How do you add a 95% confidence interval instead of a standard error bar to the figure above?

***


#Homework 
1. Make your project into a github repo. It's actually easier to do github first then make a new project in R Studio second, but if you follow the instructions here (https://happygitwithr.com/existing-github-first.html) it shouldn't be too hard to do the reverse. When you've done this please email Aleeza the URL of your github repo.

#Assigned Readings
1. We've now done a fairly quick tour through `ggplot` basics. We've covered  more or less what is typically covered in an introductory workshop.
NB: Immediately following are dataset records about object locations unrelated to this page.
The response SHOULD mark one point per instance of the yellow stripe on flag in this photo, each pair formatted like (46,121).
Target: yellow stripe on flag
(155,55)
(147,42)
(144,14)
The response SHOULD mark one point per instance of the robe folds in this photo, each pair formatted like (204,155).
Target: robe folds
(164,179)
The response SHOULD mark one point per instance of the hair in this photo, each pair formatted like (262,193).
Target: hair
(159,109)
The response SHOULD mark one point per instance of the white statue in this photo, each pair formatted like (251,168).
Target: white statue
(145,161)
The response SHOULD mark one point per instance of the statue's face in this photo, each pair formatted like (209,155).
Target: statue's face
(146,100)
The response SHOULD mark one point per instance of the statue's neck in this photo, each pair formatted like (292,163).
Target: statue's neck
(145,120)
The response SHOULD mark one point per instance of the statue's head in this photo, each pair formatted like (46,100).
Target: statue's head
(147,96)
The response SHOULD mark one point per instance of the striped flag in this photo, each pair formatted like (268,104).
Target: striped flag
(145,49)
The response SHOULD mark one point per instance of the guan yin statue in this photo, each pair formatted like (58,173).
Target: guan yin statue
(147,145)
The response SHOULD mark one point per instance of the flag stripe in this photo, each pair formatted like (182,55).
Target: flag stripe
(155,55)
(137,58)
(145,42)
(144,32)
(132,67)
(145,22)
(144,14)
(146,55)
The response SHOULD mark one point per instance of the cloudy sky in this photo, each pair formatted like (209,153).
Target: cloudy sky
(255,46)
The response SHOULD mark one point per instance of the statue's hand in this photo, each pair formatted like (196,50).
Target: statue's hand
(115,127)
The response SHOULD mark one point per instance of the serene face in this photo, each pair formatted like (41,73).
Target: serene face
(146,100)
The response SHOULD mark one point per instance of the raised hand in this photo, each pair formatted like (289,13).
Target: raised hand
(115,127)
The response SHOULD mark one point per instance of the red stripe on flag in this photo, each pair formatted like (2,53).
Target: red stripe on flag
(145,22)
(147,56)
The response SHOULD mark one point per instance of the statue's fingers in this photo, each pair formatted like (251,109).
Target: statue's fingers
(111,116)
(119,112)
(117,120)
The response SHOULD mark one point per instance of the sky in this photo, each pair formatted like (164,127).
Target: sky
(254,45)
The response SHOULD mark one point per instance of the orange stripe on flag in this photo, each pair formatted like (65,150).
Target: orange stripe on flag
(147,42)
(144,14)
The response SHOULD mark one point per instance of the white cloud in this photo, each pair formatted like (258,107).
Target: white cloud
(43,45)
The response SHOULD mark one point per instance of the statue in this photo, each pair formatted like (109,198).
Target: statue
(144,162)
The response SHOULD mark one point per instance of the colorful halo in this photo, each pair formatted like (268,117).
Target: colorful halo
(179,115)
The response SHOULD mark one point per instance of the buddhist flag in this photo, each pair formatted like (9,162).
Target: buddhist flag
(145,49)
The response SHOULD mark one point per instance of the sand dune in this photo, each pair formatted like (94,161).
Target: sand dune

There is a lot more that can be said and learned about graphics though, and at this point I want us to start learning something about the princials of design. Luckily for us, there is a new, free, online textbook on *Data Analysis and Visualization* available here: https://serialmentor.com/dataviz/balance-data-context.html  
Before class on March 14 I'd like you to read at minimum chapters 1-5 and 13-26. I don't think this will actually be as difficult as it perhaps sounds. Many chapters are short and the writing is very accessible.